CODA:
Thank You
Very Much

Powerful impersonation dance
Oslo’s international dance festival presents a completely new work by Claire Cunningham, one of today’s leading disabled dance performers.
Serious with a humorous undertone
Claire Cunningham is considered one of Great Britain’s most exciting choreographers. Her intense and ambitious work has a rare quality of honesty and humorous wit. In Thank You Very Much, she personally performs on stage, together with a large international group of dancers with various types of disabilities.

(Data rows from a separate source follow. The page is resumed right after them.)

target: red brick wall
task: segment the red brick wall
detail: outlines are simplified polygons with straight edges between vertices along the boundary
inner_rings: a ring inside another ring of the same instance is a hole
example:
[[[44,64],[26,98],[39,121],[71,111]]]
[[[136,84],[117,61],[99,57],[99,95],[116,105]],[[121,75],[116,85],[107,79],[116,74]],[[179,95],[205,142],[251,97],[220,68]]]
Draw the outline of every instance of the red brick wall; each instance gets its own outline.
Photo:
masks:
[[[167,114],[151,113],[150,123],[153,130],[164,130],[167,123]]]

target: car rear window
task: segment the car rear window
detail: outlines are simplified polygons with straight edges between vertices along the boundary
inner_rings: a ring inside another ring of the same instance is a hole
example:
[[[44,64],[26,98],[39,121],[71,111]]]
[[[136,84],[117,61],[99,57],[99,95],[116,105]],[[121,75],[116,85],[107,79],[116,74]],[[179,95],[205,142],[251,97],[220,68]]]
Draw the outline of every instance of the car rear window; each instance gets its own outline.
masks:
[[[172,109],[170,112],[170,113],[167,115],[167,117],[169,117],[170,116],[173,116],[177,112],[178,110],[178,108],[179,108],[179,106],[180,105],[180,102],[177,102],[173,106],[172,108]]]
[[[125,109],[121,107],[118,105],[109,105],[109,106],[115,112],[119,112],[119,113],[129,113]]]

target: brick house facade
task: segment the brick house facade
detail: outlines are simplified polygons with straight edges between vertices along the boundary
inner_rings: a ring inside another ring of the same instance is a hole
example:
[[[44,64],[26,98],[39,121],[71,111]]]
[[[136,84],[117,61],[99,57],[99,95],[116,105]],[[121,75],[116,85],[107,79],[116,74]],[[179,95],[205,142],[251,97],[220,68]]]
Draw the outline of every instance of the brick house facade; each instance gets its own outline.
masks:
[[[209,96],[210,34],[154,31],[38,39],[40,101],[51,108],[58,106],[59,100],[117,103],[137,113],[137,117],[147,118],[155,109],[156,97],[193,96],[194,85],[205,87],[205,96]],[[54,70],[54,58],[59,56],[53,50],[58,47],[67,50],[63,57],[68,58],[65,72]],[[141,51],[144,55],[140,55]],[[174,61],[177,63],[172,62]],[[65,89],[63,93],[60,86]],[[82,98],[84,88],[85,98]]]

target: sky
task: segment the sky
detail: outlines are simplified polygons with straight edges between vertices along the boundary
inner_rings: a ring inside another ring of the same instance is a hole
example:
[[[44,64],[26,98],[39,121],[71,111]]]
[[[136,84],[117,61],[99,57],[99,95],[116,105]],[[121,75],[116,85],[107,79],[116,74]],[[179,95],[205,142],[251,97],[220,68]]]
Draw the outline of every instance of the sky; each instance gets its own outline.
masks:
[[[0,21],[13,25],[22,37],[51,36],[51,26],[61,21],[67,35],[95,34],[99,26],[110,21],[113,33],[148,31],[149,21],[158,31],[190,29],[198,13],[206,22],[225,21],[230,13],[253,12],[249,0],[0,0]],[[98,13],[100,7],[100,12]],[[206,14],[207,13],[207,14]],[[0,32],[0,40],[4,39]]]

This time, she uses the phenomenon ‘tribute artists’ – impersonators of world-famous performers – as a springboard for exploring such themes as impersonation, identity and acceptance.
What is it like to be a spectacle for the rest of the world – whether you like it or not? What does it mean to stage yourself? Where do you draw the line between an impersonation and a tribute? And when can you really be yourself?
Impersonates ‘The King’
“I loved Elvis as a singer, but I began to sort of rediscover him as a choreographer and be interested in how he’d moved,” explains Cunningham in an interview with the National Theatre of Scotland.
The more Cunningham immersed herself in the performer’s movement patterns that are perhaps imitated most often, the more it reverberated with her.
“The way that he moved had a bit of – what I would call a kind of ‘crip’* aesthetic and resonated with the way disabled bodies are perceived to move, what is perceived as uncontrolled movement, movement that is different, movement that isn’t acceptable, even, or controversial,” she explains.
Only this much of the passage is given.